Is Cosine-Similarity of Embeddings Really About Similarity?

Author

Harald Steck, Chaitanya Ekanadham, Nathan Kallus

Year

2024

Is Cosine-Similarity of Embeddings Really About Similarity?

Harald Steck, Chaitanya Ekanadmahm, Nathan Kallus. 2024. (View Paper → )

Cosine-similarity is the cosine of the angle between two vectors, or equivalently the dot product between their normalizations. A popular application is to quantify semantic similarity between high-dimensional objects by applying cosine-similarity to a learned low-dimensional feature embedding. This can work better but sometimes also worse than the unnormalized dot-product between embedded vectors in practice. To gain insight into this empirical observation, we study embeddings derived from regularized linear models, where closed-form solutions facilitate analytical insights. We derive analytically how cosine-similarity can yield arbitrary and therefore meaningless ‘similarities.’ For some linear models the similarities are not even unique, while for others they are implicitly controlled by the regularization. We discuss implications beyond linear models: a combination of different regularizations are employed when learning deep models; these have implicit and unintended effects when taking cosine-similarities of the resulting embeddings, rendering results opaque and possibly arbitrary. Based on these insights, we caution against blindly using cosine-similarity and outline alternatives.

The paper emphasises the need for caution when using cosine similarity on learned embeddings, as the results may not capture the true semantic similarity as intended. Product managers should carefully consider and validate the embedding techniques and similarity metrics used, rather than treating them as black boxes. Remedies such as avoiding embeddings altogether or applying normalisation/debiasing earlier in the process are proposed.

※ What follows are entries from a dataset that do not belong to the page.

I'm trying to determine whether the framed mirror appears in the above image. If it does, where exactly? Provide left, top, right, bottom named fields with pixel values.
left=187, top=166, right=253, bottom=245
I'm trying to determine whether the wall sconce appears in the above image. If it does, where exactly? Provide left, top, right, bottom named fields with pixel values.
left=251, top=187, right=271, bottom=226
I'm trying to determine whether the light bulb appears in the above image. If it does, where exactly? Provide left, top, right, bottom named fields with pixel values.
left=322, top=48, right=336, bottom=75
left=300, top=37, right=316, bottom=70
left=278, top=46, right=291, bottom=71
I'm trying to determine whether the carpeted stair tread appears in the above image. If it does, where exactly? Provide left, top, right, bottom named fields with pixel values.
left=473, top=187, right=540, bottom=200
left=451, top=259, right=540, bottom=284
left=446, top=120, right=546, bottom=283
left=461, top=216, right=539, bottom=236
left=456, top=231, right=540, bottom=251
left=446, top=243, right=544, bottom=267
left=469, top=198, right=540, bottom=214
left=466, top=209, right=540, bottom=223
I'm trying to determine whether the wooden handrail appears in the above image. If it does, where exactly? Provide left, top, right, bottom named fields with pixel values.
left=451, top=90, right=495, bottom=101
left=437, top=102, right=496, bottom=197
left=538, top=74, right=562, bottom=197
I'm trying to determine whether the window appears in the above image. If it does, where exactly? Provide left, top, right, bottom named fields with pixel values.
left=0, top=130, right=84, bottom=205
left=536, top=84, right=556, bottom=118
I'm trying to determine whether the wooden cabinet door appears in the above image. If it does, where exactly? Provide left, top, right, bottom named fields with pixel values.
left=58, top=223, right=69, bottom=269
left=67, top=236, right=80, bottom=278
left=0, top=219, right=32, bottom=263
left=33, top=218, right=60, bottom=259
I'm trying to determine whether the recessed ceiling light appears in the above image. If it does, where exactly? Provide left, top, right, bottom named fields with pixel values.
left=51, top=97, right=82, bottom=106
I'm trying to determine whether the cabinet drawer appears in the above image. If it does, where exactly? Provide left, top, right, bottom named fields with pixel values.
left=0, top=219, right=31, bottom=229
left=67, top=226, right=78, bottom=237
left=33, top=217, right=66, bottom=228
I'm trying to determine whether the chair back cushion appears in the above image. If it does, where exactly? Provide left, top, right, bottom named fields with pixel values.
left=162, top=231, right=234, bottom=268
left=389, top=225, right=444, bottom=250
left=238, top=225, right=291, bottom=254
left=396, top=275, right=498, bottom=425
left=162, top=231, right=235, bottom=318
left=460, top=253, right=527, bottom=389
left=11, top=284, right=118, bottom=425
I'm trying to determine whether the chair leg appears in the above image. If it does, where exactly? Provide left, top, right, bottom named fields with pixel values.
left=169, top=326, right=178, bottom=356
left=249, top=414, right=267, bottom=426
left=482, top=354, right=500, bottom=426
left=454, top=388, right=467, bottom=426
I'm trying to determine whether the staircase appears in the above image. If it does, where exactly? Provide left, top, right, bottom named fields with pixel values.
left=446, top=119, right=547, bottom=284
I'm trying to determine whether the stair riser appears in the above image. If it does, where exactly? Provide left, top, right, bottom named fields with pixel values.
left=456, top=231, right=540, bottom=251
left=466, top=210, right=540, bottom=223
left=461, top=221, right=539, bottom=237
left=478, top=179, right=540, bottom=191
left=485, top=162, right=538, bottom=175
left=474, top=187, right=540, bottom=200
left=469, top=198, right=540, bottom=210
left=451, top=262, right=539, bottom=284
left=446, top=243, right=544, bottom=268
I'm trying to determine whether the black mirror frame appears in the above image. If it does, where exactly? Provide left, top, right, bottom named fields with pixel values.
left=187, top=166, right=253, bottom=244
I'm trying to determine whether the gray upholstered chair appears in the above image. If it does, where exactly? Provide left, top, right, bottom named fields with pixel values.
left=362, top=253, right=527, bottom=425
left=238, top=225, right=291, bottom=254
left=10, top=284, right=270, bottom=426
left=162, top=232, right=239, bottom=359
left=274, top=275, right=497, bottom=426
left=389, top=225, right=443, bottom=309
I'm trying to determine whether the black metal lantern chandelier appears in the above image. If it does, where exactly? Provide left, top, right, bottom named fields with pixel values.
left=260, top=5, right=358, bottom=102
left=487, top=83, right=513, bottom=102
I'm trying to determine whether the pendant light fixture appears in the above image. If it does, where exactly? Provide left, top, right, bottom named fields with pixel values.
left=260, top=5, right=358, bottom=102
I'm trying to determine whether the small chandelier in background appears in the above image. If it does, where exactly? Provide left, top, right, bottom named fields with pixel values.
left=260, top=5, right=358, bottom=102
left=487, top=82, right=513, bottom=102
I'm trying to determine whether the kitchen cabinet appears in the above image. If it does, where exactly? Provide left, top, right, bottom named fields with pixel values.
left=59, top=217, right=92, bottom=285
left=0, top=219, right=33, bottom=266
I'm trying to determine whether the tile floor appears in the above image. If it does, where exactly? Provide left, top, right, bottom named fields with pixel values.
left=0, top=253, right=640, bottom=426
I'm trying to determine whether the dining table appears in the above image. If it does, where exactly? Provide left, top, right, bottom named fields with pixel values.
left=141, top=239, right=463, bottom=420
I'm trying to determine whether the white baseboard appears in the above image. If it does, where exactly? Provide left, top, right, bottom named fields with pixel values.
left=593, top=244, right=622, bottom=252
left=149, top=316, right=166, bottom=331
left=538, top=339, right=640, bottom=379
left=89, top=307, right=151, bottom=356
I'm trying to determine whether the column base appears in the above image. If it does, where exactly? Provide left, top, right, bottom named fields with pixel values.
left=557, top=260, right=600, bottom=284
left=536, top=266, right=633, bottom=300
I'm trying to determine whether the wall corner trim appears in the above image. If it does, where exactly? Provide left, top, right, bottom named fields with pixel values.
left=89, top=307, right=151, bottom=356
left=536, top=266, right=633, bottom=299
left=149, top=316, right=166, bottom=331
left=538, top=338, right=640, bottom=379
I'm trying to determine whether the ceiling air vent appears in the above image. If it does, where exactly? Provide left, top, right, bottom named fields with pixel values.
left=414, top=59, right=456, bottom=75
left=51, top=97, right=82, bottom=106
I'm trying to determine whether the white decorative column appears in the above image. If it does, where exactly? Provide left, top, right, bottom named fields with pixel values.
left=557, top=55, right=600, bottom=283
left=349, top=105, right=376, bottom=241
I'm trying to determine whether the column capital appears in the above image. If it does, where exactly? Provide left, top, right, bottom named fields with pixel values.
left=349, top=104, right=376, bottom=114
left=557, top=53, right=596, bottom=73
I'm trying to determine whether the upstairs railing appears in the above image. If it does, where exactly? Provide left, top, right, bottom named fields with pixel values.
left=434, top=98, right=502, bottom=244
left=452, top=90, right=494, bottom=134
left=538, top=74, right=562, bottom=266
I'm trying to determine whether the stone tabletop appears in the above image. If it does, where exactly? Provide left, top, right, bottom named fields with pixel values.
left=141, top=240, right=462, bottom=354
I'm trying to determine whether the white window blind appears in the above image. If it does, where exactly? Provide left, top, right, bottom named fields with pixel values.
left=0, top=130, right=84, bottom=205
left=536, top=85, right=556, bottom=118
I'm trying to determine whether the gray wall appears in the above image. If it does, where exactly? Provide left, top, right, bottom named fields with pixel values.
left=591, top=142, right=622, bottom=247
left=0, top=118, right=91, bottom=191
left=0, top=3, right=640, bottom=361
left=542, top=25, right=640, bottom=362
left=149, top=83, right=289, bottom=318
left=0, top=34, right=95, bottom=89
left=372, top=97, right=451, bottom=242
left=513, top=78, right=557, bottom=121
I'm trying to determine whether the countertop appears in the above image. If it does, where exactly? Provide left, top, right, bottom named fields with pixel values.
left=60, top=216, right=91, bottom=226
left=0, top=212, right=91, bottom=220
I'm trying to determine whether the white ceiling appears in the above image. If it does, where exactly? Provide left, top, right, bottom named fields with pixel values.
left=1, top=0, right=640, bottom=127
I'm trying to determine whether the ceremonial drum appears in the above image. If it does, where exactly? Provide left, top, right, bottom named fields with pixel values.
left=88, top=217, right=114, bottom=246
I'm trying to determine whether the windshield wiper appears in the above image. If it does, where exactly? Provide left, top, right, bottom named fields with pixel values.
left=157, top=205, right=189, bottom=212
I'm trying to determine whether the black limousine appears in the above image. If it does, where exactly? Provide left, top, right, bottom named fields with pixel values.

It underscores the need for transparency and explainability of machine learning models, especially in the context of cosine similarity. It encourages the exploration and integration of alternative similarity measures or approaches that are more robust. The insights from this research can help guide strategic decisions in product development, thereby enhancing product effectiveness, transparency, and user satisfaction.